その仁義が現代社会から失われた。だから、智を制御する事が現代社会ではできなくなったのである。その為に、智の力の暴走が現代人を苦しめている。
確かに、智の力によって科学文明は栄えた。しかし、それによって多くの者を失ってきた。失った多くのものを取り返すのは、仁義礼の力である。
包丁は、扱い方一つで人の役にも凶器にもなる。智もまた然りである。扱い方一つで人類の叡智にも愚かさにもなる。科学が人間の知恵の結晶なのではない。科学の成果をどのように活用するのかにこそ人間の知恵は、問われるのである。その根本は、人類愛、則ち、仁愛なのである。
智とは、知識、知恵である。智とは、真実である。智は、理(ことわり)、理性である。
智の元は、経験である。情報である。
情報を整理し、解析してはじめて知恵となる。しかし、情報を整理しただけでは知恵にはならない。それを仁と義と礼に照らし合わせてはじめて知恵となる。
知らざるを恥とせず。学びざるを恥とする。それが智である。知る事のみが智ではない。知って活かすことが智である。
情報は、体系化されて知識となる。知識は、発展して知恵となる。情報から知恵に発展させるのは、仁と義である。

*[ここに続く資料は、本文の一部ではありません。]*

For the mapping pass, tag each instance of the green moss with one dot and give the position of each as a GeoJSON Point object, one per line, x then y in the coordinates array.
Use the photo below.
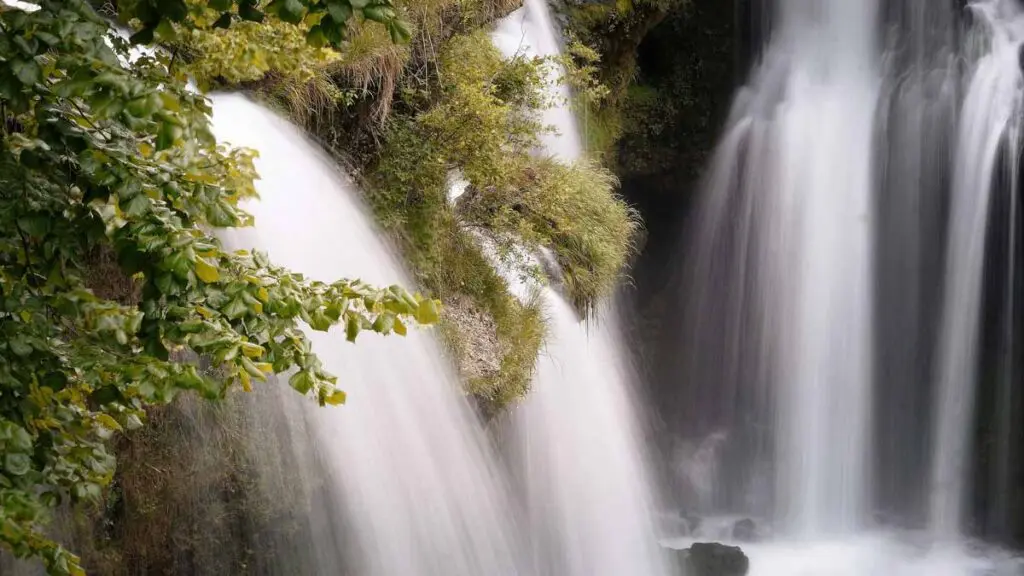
{"type": "Point", "coordinates": [481, 119]}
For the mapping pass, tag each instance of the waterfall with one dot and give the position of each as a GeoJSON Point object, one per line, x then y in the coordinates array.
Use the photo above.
{"type": "Point", "coordinates": [417, 486]}
{"type": "Point", "coordinates": [843, 278]}
{"type": "Point", "coordinates": [991, 118]}
{"type": "Point", "coordinates": [579, 444]}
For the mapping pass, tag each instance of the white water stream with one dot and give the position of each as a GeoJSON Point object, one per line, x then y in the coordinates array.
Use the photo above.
{"type": "Point", "coordinates": [580, 449]}
{"type": "Point", "coordinates": [781, 276]}
{"type": "Point", "coordinates": [406, 456]}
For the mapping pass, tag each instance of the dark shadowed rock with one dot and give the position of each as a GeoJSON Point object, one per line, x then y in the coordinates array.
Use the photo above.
{"type": "Point", "coordinates": [709, 559]}
{"type": "Point", "coordinates": [744, 531]}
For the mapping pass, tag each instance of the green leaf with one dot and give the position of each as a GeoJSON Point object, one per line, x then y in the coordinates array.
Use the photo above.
{"type": "Point", "coordinates": [167, 135]}
{"type": "Point", "coordinates": [249, 12]}
{"type": "Point", "coordinates": [19, 347]}
{"type": "Point", "coordinates": [206, 272]}
{"type": "Point", "coordinates": [223, 22]}
{"type": "Point", "coordinates": [399, 31]}
{"type": "Point", "coordinates": [144, 36]}
{"type": "Point", "coordinates": [108, 421]}
{"type": "Point", "coordinates": [291, 11]}
{"type": "Point", "coordinates": [138, 205]}
{"type": "Point", "coordinates": [27, 71]}
{"type": "Point", "coordinates": [351, 327]}
{"type": "Point", "coordinates": [252, 351]}
{"type": "Point", "coordinates": [315, 37]}
{"type": "Point", "coordinates": [336, 398]}
{"type": "Point", "coordinates": [301, 381]}
{"type": "Point", "coordinates": [16, 464]}
{"type": "Point", "coordinates": [252, 369]}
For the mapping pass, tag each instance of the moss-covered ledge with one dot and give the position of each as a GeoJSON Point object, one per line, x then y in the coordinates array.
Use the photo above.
{"type": "Point", "coordinates": [402, 119]}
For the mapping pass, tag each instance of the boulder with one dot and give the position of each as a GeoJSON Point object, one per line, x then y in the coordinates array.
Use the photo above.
{"type": "Point", "coordinates": [710, 559]}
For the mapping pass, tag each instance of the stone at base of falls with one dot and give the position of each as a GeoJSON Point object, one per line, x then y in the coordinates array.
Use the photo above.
{"type": "Point", "coordinates": [710, 559]}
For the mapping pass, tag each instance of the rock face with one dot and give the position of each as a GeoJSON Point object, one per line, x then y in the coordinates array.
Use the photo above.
{"type": "Point", "coordinates": [709, 559]}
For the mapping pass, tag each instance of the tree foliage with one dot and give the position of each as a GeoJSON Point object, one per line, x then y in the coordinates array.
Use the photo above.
{"type": "Point", "coordinates": [108, 153]}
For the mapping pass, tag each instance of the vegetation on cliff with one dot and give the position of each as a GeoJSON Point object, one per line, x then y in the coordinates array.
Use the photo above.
{"type": "Point", "coordinates": [409, 118]}
{"type": "Point", "coordinates": [108, 157]}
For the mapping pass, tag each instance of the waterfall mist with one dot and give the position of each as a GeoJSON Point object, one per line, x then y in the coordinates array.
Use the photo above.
{"type": "Point", "coordinates": [414, 483]}
{"type": "Point", "coordinates": [848, 285]}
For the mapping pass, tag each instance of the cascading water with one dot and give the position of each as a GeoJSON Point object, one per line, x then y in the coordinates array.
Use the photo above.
{"type": "Point", "coordinates": [418, 490]}
{"type": "Point", "coordinates": [579, 444]}
{"type": "Point", "coordinates": [991, 118]}
{"type": "Point", "coordinates": [840, 263]}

原子爆弾を開発した者達を先進的というのであろうか。ならば、先進的というのは、悪逆非道である。良知には、人間対する洞察なくして至れない。
智は、仁と義と礼によって実体をあたえられて知恵となる。科学は、その目的である人類の恒久的平和、そして、義である法則、そして、礼である技術によって成り立つ。根本の仁が欠ければ、全ては、愚行となる。
致良知。良知は、人間本来の英知にある。ただ言葉の上だけの理解は、真の智ではない。それは、人生に生かされてこそ、良知となるのである。
良知とは、良識・常識である。何が、自分が生きていく上で必要な情報かを見抜き、見分ける知恵、それが良識、常識である。現代社会は、情報が氾濫している。だからこそ、何が自分にとって必要な情報か、大切な情報かを見抜く力が大切なのである。必要な情報を選別する認識力こそ良識であり、常識なのである。それが良知である。故に、人は、経験をつみ、勉強を怠らなければ良知に至るのである。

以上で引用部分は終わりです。